TUESDAY, MARCH 24, 2026

Chao Phraya Express Boat operator CPX says diesel costs of around 35 baht per litre, coupled with falling passenger numbers, are squeezing operations and could lead to route cuts or service stoppages unless costs ease.

Charoenporn Charoentham, managing director of Chao Phraya Express Boat Ltd (CPX), said the company has been hit by rising global oil prices linked to unrest in the Middle East, and warned that sustained high diesel costs could force the operator to reduce services or even halt operations.

He said the main pressure comes from higher fuel costs and uncertainty over future supply volumes, adding to broader cost burdens faced by the company and other operators.

At the same time, CPX has seen passenger numbers decline, including among job seekers and tourists, partly due to government work-from-home measures. Travel behaviour has also shifted, she said, with passengers increasingly choosing alternatives such as rail services, which the government has supported through fare reductions as part of cost-of-living measures.

Charoenporn said CPX is currently buying diesel at around 35 baht per litre through wholesale traders, or jobbers, which is above a level the company can sustainably manage.

“Diesel should not be above 32 baht per litre for us to cope and continue holding fares,” he said.

Current fares remain at long-standing levels:

  • Orange Flag boat: 16 baht
  • Yellow Flag boat: 21 baht

He said fares have not been raised for a long period, since diesel prices moved above 29 baht per litre.

On the Transport Ministry’s policy direction on fare controls, Charoenporn said that as a private operator, CPX cannot sustain long-term losses. If it is required to keep fares frozen while fuel costs push the business into prolonged deficit, it may have no choice but to suspend services.

“We are a private business.
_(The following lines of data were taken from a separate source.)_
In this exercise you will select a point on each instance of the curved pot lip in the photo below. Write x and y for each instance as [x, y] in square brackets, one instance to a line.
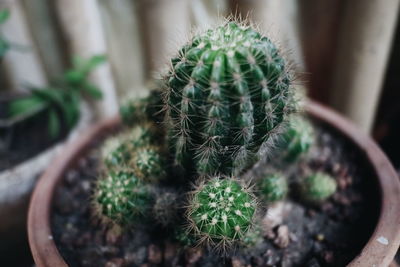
[379, 250]
[16, 177]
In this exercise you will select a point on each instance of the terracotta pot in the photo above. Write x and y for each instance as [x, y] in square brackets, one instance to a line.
[18, 181]
[379, 251]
If we operate at a loss, we cannot keep doing it. If losses are long-term, we would not know why we should continue,” he said. “If it is short-term, we can still consider it. But if we must stop services because we are not allowed to adjust fares while fuel losses continue, the public may not be severely affected because river transport is only one option.”
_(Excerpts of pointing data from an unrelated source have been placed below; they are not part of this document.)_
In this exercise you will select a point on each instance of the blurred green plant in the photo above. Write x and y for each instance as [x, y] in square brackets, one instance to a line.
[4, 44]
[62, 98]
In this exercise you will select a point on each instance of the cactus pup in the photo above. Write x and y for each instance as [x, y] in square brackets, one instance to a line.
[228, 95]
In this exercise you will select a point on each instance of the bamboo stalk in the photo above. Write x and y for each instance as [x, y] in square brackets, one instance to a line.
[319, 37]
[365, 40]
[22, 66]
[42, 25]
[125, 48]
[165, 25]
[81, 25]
In the short term, CPX is focusing on internal cost-saving and securing enough fuel to keep services running.

For the longer term, the company is studying the viability of investing in electric boats to reduce reliance on oil. It may also consider cutting the number of trips if fuel prices remain high, though it would need to assess the impact carefully to avoid undermining demand.

Charoenporn said the company is seeking support in two areas:

  1. Greater understanding that private operators cannot absorb losses in the same way state agencies can.
  2. A stronger focus on ensuring sufficient fuel supply and keeping prices at a manageable level for public transport operators, so services can continue without worsening the cost of living for the public.